Sobre los contaminantes creemos estar mejor informados, pero resulta difícil ser consecuentes: la próxima vez que visite un paraíso ecoturístico, considere que un vuelo medio de largo recorrido consume 100 toneladas de combustible. Los hábitos “verdes” permiten a muchos vivir con la conciencia tranquila, convencidos de que no son parte del problema, pero ni la separación de la basura ni el uso de la bicicleta dejan a nadie fuera de la cuestión: tanto los materiales de desecho como las piezas del vehículo llegaron, muy probablemente, de otra parte del planeta; es decir, contaminaron para alcanzar su destino. Siga pedaleando: las costas del Ártico seguirán retrocediendo 14 metros por año, mientras las capas polares pierden 475 mil millones de toneladas de masa (y liberando metano, un gas de efecto invernadero) en ese lapso. ¿Algún dato adicional? No nos limitemos: los fosfatos, con los que se producen los fertilizantes que permiten alimentar a la población mundial, son un recurso no renovable. ¿Acaso no queríamos comida orgánica? Será la única opción en el futuro… para la minoría que pueda adquirirla mientras una hambruna sin precedentes se extiende por el planeta (y siempre y cuando los hongos patógenos no acaben antes con las cosechas, pero no hace falta ponerse pesimistas).

Frente a los datos duros, las distopías de la ficción contemporánea parecen, incluso, alegres. Seguimos creyendo que alguien encontrará el modo de evitar que nos sumemos a las especies extintas. En ese sentido, un escritor como J. G. Ballard, que en los años 60 describía terribles catástrofes ecológicas (no muy distintas de las que se avecinan, a decir de varios científicos), detectó que el entorno no era lo único que estaba transformándose: nuestra psique se internaba también en nuevos territorios.

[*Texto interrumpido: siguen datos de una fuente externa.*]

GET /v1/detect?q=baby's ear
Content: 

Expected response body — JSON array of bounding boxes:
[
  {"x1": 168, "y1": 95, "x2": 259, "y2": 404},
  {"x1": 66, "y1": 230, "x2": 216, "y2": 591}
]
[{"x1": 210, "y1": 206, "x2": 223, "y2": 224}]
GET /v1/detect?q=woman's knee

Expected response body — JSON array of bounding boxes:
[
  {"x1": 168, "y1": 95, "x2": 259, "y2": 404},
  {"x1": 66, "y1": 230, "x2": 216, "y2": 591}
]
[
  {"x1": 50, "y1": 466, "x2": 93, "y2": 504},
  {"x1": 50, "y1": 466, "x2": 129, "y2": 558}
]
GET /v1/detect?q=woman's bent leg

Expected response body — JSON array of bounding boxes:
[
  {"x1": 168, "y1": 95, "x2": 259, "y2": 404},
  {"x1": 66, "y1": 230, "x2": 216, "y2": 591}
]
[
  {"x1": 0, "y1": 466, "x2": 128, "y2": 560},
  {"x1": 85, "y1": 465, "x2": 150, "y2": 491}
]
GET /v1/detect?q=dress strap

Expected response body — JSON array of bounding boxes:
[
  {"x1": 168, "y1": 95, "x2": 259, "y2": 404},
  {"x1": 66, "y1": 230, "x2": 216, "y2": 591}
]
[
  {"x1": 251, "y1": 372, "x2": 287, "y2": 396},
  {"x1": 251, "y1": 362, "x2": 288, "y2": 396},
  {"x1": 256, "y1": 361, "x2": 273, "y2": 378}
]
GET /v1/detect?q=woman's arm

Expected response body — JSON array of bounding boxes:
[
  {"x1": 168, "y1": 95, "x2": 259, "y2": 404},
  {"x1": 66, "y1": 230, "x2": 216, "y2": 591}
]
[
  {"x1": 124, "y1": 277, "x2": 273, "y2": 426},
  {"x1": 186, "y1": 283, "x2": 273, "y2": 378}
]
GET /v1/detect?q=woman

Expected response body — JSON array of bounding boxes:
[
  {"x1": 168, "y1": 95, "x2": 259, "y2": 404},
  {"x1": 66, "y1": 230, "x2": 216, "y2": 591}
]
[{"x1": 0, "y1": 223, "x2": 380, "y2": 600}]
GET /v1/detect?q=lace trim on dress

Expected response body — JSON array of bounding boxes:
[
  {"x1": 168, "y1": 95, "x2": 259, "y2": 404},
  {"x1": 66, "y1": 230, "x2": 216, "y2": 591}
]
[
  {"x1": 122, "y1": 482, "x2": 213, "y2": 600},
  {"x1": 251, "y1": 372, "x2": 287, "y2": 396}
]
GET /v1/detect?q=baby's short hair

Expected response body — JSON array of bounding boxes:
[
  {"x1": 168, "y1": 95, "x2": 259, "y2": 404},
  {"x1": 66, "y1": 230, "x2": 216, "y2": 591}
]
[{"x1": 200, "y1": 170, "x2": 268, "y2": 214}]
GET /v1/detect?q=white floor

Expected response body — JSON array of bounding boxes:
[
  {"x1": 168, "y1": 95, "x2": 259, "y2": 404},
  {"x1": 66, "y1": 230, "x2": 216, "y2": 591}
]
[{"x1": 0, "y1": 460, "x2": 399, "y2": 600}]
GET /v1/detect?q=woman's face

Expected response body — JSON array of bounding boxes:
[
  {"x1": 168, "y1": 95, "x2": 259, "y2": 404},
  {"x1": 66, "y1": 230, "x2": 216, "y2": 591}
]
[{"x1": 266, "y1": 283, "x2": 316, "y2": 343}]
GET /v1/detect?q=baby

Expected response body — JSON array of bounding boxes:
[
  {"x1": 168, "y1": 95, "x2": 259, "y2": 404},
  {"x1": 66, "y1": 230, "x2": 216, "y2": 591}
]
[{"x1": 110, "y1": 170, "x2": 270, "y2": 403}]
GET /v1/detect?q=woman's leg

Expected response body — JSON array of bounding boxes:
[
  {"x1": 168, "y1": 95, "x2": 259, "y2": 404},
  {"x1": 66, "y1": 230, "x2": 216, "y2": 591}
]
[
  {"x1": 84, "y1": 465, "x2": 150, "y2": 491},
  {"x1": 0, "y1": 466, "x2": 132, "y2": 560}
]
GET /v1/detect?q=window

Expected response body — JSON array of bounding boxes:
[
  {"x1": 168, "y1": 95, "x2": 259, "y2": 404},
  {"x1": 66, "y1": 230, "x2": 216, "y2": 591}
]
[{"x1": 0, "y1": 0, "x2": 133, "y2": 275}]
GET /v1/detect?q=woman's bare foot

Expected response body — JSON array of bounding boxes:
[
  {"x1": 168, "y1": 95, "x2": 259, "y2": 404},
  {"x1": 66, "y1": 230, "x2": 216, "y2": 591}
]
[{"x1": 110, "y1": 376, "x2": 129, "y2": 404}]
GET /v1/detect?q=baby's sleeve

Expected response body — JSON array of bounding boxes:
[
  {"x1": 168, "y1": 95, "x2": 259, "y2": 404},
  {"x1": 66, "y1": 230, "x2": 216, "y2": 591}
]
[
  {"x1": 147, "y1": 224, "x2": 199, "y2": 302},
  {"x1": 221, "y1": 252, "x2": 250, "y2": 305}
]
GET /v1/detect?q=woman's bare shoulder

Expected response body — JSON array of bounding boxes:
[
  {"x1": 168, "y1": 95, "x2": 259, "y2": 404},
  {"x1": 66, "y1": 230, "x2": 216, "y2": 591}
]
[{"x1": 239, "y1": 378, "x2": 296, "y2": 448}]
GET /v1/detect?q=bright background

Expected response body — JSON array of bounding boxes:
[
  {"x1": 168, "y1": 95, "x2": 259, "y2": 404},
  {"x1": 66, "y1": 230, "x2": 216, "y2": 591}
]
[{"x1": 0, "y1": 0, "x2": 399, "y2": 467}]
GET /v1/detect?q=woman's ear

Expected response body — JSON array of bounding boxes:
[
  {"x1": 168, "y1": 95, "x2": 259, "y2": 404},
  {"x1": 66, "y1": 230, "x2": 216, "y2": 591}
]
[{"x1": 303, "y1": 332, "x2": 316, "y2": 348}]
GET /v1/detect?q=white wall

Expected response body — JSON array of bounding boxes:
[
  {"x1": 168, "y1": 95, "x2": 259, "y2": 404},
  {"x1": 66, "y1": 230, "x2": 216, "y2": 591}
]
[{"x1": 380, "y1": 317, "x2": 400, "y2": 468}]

Para documentar nuestro optimismo, como diría Monsiváis, apuntemos: ante la creciente velocidad de la información y la sobreabundancia de estímulos, nuestro paisaje mental comienza a dar muestras de vivir su propio calentamiento. Déficit de atención, hiperactividad, pérdida del sueño, estrés, ciclotimia, ataques de pánico, farmacodependencia… Autores como Franco Berardi Bifo inscriben estas patologías en una época caracterizada por la experiencia fragmentaria de la realidad y la precariedad afectiva.

De cara a un panorama tan poco alentador, nuestra mirada se ha desviado del porvenir para concentrarse en el presente. Como si el tiempo se hubiera detenido, todas las épocas parecen coexistir en este instante. Basta reparar en el interiorismo contemporáneo: desterrado el impulso modernista, se impone lo vintage, con materiales naturales como protagonistas. Her, la película de Spike Jonze, imagina un futuro de sistemas operativos inteligentes donde las computadoras y el resto de los dispositivos son contenidos por la calidez de la madera. Humanos incapaces de relacionarse con otros se rodean de objetos cada vez más “amigables”.

He aquí una noticia del futuro: tendremos que elegir entre salvar al capitalismo o salvar la vida en la Tierra. Las distopías que pueblan la ficción en esta época tienen dificultades para imaginar lo segundo, como si la catástrofe ya estuviera escrita. Tal vez sea un modo de invitarnos a seguir consumiendo como si no hubiera mañana (si obedecemos, no lo habrá). Las utopías puestas en práctica durante el siglo xx fracasaron, sí, esencialmente porque pretendieron transformar a la sociedad por decreto. Pero hay acaso otras vías, más modestas y a la vez más radicales. Adoptar, por ejemplo, un ritmo propio, ajeno al que marcan la producción y los medios. Renunciar a convertir el tiempo de ocio en tiempo de consumo. Renegar de la idea de que la vida es competencia. El comienzo del viraje está marcado por la pronunciación de dos palabras: NO QUIERO.